The first tolbooth erected on the site at Glasgow Cross dated back at least to the mid-14th century. After it became ruinous, construction work on a new tolbooth started in 1626. It was designed by the master of the works, John Boyd, in the Scottish baronial style, built in ashlar stone and was completed in 1634. The building was laid out in two parts: a five-storey main block and a seven-stage steeple at the east end.

The design of the main block involved a symmetrical main frontage with six bays facing onto Trongate; the ground floor was rusticated with a series of openings, the first, second and third floors were fenestrated with rectangular windows with architraves while the fourth floor was fenestrated with segmental headed windows. The end bays on the fourth floor were flanked by bartizans and the roof line was castellated. The design of the steeple involved small leaded glass windows for each of the second to sixth stages and clock faces in the seventh stage, all surmounted by a corbelled parapet, a prominent crown spire and a weather vane. The weather vane was gilded by the decorative painter, Valentine Jenkin.

The building was used as a prison and courthouse in the 17th and 18th centuries: a total of 22 executions took place at the tolbooth over that period. Covenanters who were held in the tolbooth in poor conditions in the 17th century included Donald Cargill and Robert Ker of Kersland. The tolbooth also incorporated the burgh chambers and a tavern and its steeple was 126 feet high.

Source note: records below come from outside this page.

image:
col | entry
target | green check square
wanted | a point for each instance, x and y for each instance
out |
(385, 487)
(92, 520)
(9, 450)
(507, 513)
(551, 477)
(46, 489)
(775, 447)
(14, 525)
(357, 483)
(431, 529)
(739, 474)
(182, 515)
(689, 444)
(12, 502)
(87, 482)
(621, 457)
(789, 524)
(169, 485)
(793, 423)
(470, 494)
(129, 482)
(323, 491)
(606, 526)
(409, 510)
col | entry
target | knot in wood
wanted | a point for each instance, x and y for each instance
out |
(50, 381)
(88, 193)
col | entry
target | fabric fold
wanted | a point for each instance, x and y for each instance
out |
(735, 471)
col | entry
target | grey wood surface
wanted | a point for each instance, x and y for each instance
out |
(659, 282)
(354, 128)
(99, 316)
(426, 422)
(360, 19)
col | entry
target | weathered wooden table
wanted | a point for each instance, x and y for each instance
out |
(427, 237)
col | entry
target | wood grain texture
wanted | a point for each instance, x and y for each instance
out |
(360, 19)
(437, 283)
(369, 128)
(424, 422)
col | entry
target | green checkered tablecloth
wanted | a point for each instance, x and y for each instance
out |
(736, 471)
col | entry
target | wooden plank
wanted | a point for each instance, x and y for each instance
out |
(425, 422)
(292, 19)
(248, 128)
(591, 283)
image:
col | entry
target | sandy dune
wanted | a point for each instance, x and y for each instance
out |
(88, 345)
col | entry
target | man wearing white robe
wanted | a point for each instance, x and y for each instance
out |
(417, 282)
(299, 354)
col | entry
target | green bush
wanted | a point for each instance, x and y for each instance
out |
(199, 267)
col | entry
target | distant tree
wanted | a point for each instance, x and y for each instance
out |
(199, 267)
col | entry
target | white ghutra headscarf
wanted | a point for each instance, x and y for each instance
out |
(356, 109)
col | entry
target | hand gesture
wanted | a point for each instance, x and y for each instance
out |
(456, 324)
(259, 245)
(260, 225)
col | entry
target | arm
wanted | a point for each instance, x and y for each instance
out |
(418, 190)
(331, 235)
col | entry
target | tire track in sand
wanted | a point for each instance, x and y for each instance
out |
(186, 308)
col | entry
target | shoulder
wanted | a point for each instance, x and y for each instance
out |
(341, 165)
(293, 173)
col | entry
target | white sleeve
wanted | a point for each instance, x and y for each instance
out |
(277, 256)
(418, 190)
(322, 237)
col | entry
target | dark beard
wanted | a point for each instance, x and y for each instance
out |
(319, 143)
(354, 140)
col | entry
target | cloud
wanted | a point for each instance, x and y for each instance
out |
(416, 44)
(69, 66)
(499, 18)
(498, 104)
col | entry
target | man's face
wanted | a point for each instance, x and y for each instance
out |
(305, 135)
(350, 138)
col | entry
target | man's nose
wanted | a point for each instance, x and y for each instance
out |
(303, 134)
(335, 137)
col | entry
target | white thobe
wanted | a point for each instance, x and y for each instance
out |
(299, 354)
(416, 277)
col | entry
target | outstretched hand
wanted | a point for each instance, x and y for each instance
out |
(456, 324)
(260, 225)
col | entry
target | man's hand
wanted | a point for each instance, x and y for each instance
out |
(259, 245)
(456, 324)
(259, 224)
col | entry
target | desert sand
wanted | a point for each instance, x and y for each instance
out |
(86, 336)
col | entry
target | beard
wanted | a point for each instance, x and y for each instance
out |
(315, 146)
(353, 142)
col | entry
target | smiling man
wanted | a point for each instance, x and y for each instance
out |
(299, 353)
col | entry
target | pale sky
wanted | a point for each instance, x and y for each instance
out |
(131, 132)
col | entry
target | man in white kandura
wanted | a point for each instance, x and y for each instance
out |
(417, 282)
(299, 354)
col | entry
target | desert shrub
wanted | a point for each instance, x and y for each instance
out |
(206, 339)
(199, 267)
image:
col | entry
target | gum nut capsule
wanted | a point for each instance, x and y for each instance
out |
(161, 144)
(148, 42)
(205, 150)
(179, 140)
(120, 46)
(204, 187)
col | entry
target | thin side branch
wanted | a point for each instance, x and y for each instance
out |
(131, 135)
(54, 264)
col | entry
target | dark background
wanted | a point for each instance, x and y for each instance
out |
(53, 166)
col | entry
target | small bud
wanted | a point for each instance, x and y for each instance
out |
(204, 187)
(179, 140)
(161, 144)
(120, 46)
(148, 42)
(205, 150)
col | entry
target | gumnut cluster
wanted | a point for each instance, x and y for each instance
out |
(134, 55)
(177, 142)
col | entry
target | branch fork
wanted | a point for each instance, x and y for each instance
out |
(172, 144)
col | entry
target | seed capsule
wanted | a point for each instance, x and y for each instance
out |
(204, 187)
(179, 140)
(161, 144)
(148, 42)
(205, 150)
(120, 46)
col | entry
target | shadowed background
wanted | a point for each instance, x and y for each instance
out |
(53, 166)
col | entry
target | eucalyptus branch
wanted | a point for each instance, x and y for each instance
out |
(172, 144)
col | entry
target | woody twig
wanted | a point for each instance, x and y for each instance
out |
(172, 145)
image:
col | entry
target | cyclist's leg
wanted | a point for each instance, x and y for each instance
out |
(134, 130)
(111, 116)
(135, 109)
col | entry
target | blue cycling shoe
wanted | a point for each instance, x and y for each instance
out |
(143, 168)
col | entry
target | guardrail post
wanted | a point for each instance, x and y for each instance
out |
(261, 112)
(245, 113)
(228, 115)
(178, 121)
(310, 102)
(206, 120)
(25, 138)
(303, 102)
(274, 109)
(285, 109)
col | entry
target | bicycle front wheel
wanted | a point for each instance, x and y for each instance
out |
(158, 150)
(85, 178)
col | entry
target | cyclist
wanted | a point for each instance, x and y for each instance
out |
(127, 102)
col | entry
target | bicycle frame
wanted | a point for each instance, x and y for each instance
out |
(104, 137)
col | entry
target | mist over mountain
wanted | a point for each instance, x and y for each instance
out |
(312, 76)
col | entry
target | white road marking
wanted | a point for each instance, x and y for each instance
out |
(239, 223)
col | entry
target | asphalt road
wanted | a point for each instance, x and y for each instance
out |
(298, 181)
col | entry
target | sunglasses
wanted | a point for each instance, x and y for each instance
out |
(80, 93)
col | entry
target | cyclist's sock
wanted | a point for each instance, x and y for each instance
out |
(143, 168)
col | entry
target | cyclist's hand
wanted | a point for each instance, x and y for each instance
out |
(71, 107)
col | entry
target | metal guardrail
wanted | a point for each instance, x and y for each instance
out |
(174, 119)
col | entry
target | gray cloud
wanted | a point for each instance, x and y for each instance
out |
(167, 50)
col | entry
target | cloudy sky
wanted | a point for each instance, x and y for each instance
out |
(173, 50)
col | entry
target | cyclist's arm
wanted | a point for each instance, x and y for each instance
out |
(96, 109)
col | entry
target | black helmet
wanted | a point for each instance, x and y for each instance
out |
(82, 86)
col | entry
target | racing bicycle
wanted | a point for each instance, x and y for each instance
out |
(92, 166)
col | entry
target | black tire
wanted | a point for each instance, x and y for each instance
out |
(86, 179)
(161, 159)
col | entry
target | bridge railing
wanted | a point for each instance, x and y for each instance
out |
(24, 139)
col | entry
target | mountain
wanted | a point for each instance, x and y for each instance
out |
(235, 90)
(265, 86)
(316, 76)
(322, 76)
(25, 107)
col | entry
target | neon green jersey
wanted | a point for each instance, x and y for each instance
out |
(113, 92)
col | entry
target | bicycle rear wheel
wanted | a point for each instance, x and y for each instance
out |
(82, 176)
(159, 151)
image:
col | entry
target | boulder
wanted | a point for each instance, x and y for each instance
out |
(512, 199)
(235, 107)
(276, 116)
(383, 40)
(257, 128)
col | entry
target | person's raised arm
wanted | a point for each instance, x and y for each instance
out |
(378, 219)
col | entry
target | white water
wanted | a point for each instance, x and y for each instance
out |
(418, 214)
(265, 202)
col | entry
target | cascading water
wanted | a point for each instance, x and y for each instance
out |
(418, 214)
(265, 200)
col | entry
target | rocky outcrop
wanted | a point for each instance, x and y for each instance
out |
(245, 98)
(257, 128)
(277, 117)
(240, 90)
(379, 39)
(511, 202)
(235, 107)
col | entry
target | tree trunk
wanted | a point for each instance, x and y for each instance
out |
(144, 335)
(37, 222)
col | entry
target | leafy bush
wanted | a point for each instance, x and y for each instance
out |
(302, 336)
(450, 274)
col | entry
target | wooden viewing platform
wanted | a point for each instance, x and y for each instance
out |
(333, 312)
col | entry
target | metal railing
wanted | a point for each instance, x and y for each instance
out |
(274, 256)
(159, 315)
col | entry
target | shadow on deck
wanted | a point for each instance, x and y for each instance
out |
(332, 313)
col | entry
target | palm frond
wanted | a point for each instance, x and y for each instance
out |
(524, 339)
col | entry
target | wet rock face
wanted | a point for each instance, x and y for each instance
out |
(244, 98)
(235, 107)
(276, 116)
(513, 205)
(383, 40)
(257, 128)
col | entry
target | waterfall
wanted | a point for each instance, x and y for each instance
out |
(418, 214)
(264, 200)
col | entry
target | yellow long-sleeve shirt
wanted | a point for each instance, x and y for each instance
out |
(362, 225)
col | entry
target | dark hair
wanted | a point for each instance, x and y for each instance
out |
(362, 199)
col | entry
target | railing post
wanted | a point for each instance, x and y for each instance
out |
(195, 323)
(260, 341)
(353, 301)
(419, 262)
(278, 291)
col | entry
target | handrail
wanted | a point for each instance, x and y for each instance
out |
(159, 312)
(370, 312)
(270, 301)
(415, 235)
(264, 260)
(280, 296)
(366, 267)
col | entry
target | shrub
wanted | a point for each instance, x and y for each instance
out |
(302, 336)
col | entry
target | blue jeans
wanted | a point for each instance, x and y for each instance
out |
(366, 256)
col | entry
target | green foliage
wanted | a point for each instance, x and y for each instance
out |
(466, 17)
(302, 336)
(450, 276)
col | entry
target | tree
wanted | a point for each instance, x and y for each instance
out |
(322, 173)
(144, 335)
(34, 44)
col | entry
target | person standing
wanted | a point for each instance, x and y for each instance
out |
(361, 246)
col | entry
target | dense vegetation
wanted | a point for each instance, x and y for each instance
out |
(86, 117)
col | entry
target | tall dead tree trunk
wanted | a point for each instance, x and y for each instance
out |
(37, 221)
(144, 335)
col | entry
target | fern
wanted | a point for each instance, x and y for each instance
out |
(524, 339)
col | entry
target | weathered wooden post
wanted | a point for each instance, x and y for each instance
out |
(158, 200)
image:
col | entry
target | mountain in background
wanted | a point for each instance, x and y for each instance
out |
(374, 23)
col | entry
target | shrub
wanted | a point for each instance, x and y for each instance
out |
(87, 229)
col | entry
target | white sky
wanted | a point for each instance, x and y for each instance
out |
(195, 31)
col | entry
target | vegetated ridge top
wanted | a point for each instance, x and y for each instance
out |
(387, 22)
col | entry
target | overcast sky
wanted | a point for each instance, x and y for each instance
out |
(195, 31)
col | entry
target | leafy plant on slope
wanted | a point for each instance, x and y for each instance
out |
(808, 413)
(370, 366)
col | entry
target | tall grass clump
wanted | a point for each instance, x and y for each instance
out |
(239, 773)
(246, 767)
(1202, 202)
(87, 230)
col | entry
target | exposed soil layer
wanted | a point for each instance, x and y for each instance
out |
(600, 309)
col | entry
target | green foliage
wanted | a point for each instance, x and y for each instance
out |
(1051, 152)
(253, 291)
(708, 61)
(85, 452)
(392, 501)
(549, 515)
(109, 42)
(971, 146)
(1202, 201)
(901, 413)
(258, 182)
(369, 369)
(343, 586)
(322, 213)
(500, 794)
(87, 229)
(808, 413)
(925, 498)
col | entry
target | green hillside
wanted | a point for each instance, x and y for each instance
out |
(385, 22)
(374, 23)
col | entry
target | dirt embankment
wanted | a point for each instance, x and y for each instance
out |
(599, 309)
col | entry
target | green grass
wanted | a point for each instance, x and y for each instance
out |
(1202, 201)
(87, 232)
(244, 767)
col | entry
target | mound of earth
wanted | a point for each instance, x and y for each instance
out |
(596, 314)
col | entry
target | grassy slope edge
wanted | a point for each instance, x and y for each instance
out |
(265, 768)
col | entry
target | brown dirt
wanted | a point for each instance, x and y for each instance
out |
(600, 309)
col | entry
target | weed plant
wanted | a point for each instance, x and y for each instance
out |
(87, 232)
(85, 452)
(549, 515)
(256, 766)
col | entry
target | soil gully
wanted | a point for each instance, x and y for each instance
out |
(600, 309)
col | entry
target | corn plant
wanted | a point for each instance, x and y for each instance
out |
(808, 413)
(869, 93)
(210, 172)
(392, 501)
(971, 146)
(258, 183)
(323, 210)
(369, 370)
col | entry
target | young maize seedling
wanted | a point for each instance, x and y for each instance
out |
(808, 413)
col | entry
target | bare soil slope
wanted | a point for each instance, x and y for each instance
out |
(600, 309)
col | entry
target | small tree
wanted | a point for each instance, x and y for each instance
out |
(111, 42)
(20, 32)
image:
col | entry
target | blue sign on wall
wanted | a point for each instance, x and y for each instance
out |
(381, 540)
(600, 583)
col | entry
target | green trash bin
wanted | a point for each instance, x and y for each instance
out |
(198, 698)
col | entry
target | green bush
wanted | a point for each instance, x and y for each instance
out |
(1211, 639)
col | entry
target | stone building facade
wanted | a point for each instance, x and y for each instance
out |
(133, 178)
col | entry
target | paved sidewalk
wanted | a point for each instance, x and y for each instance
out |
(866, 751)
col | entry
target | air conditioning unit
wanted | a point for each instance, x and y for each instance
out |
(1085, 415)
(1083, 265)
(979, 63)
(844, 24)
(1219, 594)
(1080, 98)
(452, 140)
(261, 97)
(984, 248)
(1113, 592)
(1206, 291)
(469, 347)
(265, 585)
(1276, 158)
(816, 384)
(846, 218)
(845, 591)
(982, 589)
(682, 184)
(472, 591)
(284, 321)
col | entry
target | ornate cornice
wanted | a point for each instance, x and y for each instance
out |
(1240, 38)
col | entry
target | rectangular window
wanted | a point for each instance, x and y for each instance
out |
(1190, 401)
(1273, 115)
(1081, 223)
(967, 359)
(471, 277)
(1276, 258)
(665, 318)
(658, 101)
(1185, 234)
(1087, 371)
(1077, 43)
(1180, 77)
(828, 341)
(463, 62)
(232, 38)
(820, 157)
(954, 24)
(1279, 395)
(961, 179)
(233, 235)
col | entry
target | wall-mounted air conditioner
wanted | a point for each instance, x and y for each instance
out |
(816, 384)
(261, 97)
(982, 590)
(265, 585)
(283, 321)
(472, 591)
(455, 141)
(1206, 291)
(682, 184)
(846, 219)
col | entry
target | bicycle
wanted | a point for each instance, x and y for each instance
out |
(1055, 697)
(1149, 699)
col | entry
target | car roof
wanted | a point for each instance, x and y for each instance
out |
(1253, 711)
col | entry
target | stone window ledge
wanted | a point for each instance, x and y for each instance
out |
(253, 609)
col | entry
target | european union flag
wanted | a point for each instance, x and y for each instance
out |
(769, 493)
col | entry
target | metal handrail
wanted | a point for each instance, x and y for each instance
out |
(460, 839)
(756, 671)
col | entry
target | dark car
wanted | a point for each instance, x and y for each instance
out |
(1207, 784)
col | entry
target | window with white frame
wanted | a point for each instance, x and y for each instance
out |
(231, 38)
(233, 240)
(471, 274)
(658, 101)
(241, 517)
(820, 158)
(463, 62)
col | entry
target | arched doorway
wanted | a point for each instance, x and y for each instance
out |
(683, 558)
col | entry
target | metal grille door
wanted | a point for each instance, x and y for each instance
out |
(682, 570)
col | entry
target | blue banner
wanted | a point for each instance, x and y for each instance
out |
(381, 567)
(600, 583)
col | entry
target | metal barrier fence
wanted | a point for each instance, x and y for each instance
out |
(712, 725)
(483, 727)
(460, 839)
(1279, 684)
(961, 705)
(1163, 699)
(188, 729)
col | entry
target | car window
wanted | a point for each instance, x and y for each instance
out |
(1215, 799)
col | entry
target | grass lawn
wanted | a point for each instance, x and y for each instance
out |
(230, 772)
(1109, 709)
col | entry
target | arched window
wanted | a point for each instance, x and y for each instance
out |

The building continued in these uses until the authorities relocated to the new public offices in the Saltmarket in 1814. After being sold for commercial use, the tolbooth was renovated to a design by David Hamilton and was used as a drapery warehouse from 1874, before becoming the offices of a firm of auctioneers, John A. Bowman. By the early 20th century the tolbooth was very dilapidated: after the main block had been demolished in 1921, essential repairs and modifications were made to the west face of the steeple, where the tolbooth had previously adjoined it, to a design by Keppie Henderson, in 1923.

On 4 June 2021, a night time light projection onto the steeple was installed, under the Climate Clock initiative. The projected deadline and lifeline statistics counted the time window before 1.5 °C warming becomes inevitable, and the percentage of global energy delivered through renewables, respectively. This initiative was implemented in anticipation of the COP-26 summit in Glasgow in November 2021.